G. Elliot Smith, anatomist and anthropologist, studied
medicine at the University of Sydney and qualified as Bachelor of Medicine (MB)
and Master in Surgery (ChM) in 1892. In 1895 he was awarded the degree Doctor
of Medicine (MD) with a thesis on the anatomy of the brain of non-placental
mammals. He proceeded to England in 1896, where he was known mainly by the
surname Elliot Smith. In Cambridge he conducted research at St John's College,
University of Cambridge, publishing many anatomical papers on the brains of
both living and extinct species, while also studying human palaeopathology. He
was awarded the degrees Bachelor of Arts (BA) and Master of Arts (MA) in 1898
and 1903 respectively. From 1900 to 1909 he was the first chairholder of anatomy at the Cairo
School of Medicine and investigated the brains of Egyptian mummies. He was the
first researcher to X-ray a mummy.
In 1909 Smith was appointed Professor of Anatomy at the
University of Manchester and ten years later Professor of Anatomy at University
College, London, where he remained until his retirement in 1936. He was the
leading expert on the brain during these years, but also a controversial
figure, often in conflict with anthropologists and historians over his published
views on topics such as the ancient Egyptian civilisation, the diffusion of
culture, early humans, human evolution, the origins of civilisation and
European history.
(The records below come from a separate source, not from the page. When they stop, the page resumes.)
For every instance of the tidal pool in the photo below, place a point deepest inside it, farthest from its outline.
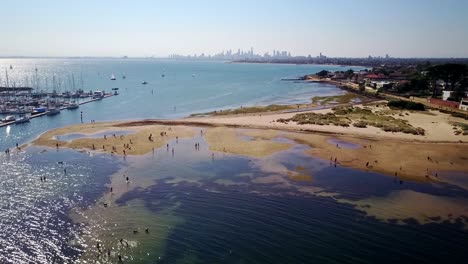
(198, 206)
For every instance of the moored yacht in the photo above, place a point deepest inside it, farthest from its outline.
(22, 119)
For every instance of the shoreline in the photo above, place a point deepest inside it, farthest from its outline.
(402, 157)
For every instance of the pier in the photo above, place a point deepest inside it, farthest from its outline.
(62, 108)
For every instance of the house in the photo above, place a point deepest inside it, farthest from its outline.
(446, 95)
(463, 104)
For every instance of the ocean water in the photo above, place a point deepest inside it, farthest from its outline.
(187, 87)
(200, 208)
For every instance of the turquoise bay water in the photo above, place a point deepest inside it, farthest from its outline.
(204, 209)
(187, 87)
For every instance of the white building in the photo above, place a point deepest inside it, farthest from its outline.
(463, 104)
(446, 95)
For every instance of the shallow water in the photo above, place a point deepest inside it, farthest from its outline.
(216, 85)
(285, 208)
(235, 209)
(71, 137)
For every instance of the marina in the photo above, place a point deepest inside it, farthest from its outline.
(45, 113)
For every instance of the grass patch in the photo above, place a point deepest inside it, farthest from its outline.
(358, 117)
(407, 105)
(249, 110)
(339, 99)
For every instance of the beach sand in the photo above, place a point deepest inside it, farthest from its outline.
(409, 160)
(138, 142)
(437, 125)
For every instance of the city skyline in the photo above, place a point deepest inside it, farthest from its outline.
(155, 28)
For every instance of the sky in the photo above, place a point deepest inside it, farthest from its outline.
(337, 28)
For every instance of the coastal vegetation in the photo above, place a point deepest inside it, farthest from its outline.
(406, 105)
(318, 100)
(358, 117)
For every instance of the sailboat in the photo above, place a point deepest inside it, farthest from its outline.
(53, 110)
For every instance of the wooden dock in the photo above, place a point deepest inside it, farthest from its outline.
(63, 108)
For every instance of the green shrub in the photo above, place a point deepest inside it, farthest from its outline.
(400, 104)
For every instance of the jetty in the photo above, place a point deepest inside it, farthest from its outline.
(61, 108)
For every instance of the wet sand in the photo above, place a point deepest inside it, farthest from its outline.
(137, 143)
(420, 161)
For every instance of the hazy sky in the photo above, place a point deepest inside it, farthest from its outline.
(351, 28)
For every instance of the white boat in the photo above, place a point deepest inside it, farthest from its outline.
(9, 119)
(53, 111)
(98, 94)
(22, 119)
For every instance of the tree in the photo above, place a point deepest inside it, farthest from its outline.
(452, 74)
(322, 73)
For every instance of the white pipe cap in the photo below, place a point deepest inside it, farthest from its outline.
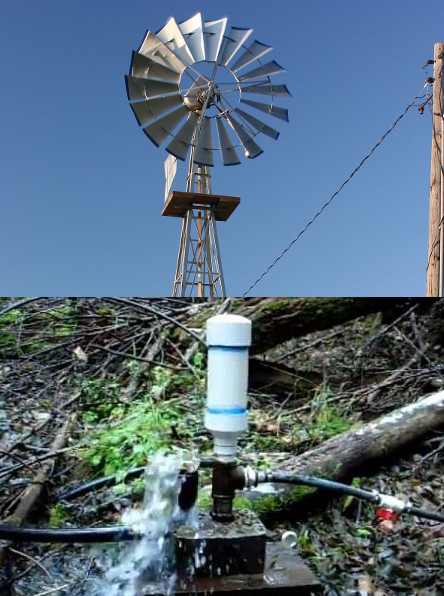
(228, 330)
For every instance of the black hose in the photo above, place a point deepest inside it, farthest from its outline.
(107, 481)
(360, 493)
(67, 535)
(88, 487)
(290, 478)
(435, 516)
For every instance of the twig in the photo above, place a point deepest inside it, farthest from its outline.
(138, 358)
(160, 315)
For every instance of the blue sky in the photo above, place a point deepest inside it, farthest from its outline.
(81, 186)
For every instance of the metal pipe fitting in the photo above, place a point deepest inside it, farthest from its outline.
(227, 478)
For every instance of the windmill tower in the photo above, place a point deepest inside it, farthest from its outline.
(186, 82)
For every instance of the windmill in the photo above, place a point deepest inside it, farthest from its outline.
(189, 87)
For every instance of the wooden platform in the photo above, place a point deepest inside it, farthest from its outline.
(179, 202)
(285, 573)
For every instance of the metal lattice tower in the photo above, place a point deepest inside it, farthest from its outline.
(184, 81)
(199, 263)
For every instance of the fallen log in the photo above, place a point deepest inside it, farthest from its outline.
(340, 456)
(276, 320)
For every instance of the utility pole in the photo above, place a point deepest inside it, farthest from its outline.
(436, 237)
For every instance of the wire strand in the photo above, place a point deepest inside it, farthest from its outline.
(335, 194)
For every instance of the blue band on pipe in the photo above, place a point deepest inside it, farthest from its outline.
(231, 411)
(228, 348)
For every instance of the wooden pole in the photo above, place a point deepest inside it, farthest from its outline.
(435, 256)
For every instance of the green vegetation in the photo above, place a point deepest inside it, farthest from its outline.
(127, 433)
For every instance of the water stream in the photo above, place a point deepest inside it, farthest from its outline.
(147, 565)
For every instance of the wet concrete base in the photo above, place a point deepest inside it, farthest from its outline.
(285, 573)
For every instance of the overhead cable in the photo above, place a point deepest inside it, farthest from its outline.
(336, 193)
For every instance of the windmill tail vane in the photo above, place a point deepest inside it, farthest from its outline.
(189, 88)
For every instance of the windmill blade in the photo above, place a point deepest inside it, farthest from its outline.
(245, 137)
(265, 70)
(154, 48)
(267, 88)
(172, 37)
(145, 68)
(160, 129)
(258, 124)
(203, 153)
(229, 155)
(145, 111)
(255, 51)
(275, 111)
(182, 139)
(138, 89)
(233, 41)
(193, 34)
(213, 33)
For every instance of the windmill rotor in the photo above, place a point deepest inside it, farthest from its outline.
(190, 85)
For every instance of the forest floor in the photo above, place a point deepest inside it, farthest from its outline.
(116, 380)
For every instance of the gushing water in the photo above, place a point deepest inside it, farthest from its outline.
(147, 565)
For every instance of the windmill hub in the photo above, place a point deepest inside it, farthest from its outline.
(208, 88)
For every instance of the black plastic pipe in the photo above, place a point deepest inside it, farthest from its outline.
(360, 493)
(290, 478)
(67, 535)
(107, 481)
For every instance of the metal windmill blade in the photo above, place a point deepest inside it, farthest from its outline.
(187, 83)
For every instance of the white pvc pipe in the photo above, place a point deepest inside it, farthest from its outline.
(228, 341)
(441, 215)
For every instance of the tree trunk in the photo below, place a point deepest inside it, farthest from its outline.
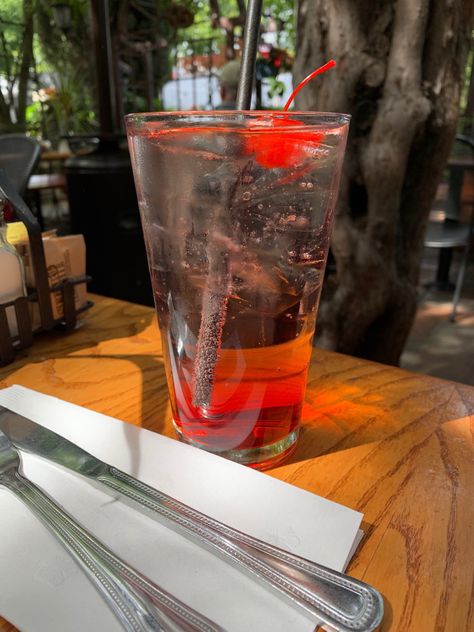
(399, 73)
(26, 62)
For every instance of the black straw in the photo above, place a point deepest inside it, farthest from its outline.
(249, 54)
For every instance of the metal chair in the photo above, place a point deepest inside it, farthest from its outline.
(19, 157)
(451, 233)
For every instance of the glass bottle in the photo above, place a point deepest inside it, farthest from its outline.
(12, 278)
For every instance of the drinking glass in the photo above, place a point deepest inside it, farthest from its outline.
(237, 209)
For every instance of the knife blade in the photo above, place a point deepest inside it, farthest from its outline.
(343, 602)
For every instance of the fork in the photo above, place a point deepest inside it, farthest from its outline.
(137, 602)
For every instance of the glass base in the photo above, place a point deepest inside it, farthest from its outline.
(261, 458)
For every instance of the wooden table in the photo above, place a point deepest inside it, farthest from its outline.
(394, 445)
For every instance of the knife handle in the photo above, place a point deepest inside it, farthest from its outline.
(139, 604)
(345, 603)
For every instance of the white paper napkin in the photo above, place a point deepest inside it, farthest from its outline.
(42, 588)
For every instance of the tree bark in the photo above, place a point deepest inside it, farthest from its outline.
(26, 62)
(399, 73)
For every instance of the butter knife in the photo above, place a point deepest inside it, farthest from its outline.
(345, 603)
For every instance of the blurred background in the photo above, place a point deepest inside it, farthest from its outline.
(400, 279)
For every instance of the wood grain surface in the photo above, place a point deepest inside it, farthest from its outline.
(394, 445)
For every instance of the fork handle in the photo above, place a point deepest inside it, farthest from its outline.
(138, 603)
(345, 603)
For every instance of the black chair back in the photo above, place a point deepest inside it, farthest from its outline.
(19, 157)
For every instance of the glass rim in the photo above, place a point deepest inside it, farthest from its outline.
(314, 117)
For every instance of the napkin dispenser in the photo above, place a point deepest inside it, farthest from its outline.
(34, 312)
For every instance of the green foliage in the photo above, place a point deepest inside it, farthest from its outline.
(202, 27)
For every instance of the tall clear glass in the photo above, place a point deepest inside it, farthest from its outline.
(237, 209)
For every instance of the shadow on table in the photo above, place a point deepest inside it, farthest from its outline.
(126, 321)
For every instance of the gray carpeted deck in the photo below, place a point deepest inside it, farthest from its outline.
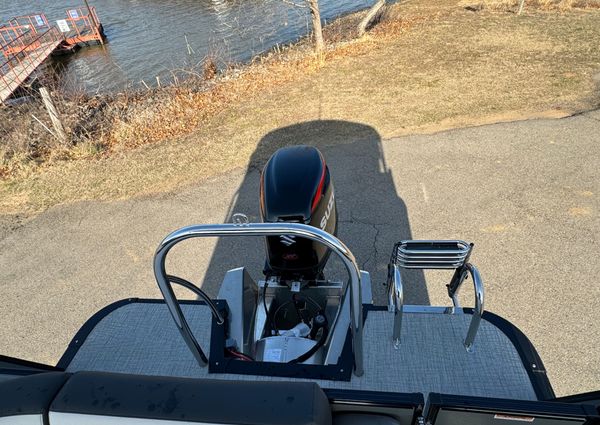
(141, 338)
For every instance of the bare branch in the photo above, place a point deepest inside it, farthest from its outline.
(292, 3)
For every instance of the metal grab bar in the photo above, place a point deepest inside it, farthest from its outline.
(478, 310)
(434, 254)
(395, 301)
(260, 229)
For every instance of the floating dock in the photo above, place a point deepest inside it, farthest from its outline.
(27, 41)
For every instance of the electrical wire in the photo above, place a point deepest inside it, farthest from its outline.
(313, 350)
(189, 285)
(239, 355)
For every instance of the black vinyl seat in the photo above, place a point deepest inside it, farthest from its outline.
(105, 396)
(461, 410)
(26, 399)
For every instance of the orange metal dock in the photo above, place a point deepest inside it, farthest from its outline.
(27, 41)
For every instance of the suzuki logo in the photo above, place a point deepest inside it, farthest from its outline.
(287, 240)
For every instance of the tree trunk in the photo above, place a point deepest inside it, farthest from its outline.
(316, 21)
(373, 13)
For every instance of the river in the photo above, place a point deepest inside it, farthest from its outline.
(150, 38)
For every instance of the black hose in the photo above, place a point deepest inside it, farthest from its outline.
(189, 285)
(313, 350)
(269, 317)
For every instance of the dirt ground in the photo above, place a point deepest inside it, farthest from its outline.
(430, 66)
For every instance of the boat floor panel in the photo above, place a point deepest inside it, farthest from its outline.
(141, 338)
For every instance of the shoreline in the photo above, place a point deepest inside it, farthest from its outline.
(211, 126)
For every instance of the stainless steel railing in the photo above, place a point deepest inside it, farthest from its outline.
(260, 229)
(434, 255)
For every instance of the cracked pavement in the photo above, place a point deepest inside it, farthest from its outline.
(526, 193)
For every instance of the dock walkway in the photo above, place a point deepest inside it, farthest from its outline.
(27, 41)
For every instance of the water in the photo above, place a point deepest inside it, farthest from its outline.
(147, 38)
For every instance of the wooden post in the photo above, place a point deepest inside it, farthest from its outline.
(315, 14)
(58, 128)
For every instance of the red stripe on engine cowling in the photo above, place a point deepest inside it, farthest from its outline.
(320, 187)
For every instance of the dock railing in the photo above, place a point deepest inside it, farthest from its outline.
(25, 52)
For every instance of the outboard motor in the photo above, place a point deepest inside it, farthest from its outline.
(296, 187)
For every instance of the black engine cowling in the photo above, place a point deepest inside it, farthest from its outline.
(296, 187)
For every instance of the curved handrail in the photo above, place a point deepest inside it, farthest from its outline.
(260, 229)
(478, 310)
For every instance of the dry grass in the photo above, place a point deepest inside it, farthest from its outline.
(430, 65)
(545, 5)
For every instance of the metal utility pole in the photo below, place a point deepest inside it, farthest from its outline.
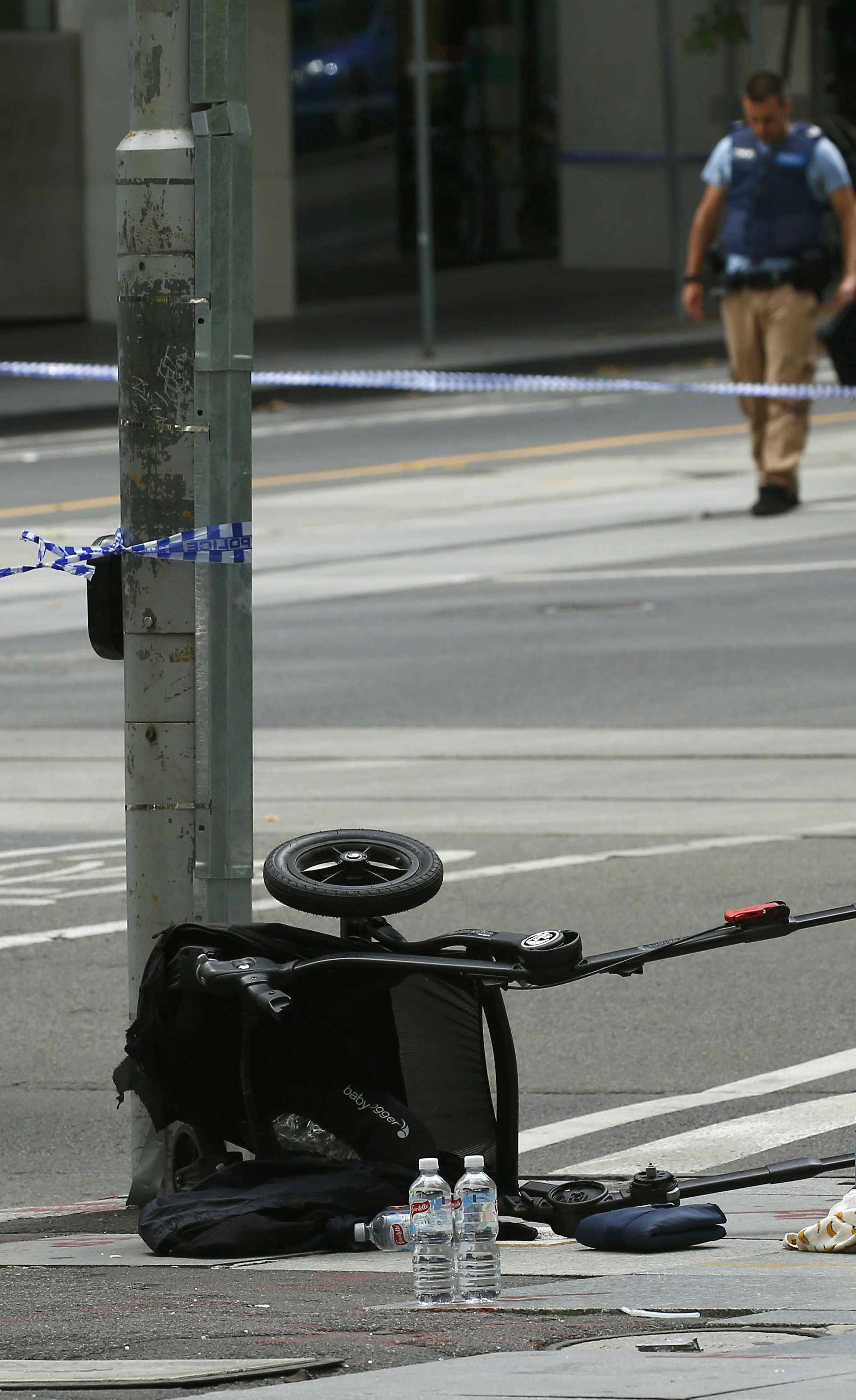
(756, 36)
(670, 139)
(425, 215)
(185, 348)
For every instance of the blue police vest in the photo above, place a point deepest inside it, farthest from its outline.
(773, 210)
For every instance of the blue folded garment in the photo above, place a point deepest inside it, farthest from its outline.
(648, 1230)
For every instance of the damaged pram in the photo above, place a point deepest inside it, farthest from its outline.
(293, 1046)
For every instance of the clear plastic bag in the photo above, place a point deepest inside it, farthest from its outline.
(299, 1134)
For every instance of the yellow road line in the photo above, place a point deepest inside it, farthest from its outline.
(453, 464)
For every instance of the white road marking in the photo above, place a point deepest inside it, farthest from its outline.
(484, 873)
(754, 1087)
(708, 843)
(27, 1213)
(54, 896)
(63, 846)
(49, 936)
(729, 1142)
(588, 576)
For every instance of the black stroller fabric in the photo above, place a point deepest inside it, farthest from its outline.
(391, 1067)
(652, 1230)
(272, 1207)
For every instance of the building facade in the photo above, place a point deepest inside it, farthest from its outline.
(561, 129)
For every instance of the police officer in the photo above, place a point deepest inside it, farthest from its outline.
(774, 180)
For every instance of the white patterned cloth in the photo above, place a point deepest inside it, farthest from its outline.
(835, 1232)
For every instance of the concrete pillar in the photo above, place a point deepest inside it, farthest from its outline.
(103, 26)
(269, 100)
(614, 210)
(41, 178)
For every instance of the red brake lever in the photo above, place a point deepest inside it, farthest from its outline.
(745, 916)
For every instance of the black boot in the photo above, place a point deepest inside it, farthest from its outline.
(775, 500)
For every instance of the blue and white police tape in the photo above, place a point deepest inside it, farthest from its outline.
(457, 381)
(230, 544)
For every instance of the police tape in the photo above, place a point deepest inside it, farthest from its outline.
(230, 544)
(456, 381)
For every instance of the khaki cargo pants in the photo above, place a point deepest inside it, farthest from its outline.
(773, 339)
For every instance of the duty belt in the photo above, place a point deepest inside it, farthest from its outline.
(763, 280)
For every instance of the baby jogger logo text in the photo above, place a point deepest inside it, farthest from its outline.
(379, 1111)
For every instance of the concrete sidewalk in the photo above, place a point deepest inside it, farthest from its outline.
(758, 1321)
(534, 317)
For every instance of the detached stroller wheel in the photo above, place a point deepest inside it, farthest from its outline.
(354, 874)
(193, 1155)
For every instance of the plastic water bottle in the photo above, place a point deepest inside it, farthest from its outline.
(389, 1231)
(477, 1227)
(433, 1235)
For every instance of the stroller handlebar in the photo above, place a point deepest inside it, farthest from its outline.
(269, 985)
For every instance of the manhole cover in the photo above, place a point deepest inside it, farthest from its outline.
(726, 1342)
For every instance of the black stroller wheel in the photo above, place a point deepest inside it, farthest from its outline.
(193, 1155)
(354, 874)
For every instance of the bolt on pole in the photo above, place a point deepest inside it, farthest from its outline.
(185, 355)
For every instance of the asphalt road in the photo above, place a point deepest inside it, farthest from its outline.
(579, 653)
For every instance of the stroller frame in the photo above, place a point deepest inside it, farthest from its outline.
(267, 990)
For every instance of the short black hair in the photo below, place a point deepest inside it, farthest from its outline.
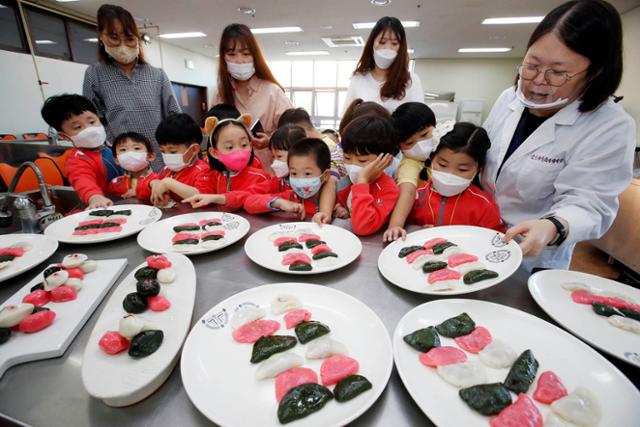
(223, 111)
(59, 108)
(593, 29)
(295, 116)
(369, 135)
(285, 137)
(134, 136)
(312, 147)
(178, 128)
(410, 118)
He supported the view that humans originated in Europe,
rather than in Asia or Africa, and that human culture had originated in ancient
Egypt and from there diffused throughout the world. He was elected a Fellow of
the Royal Society in 1907 and was knighted in 1934. In 1912 he received the Royal
Medal of the Royal Society, in 1930 the Honorary Gold Medal of the Royal
College of Surgeons, and in 1936 the Huxley Memorial Medal of the Royal
Anthropological Institute of Great Britain and Ireland.
Smith studied an endocranial cast of Boskop man, skeletal
remains found some 16 km north of Potchefstroom in 1913, and reported that the
skull included both Neanderthaloid and Sapient human features. His findings
were published in 'Note upon the endocranial cast obtained from the ancient
calvaria found at Boskop, Transvaal' in the Transactions
of the Royal Society of South Africa (1917-1918, Vol. 6, pp. 15-18).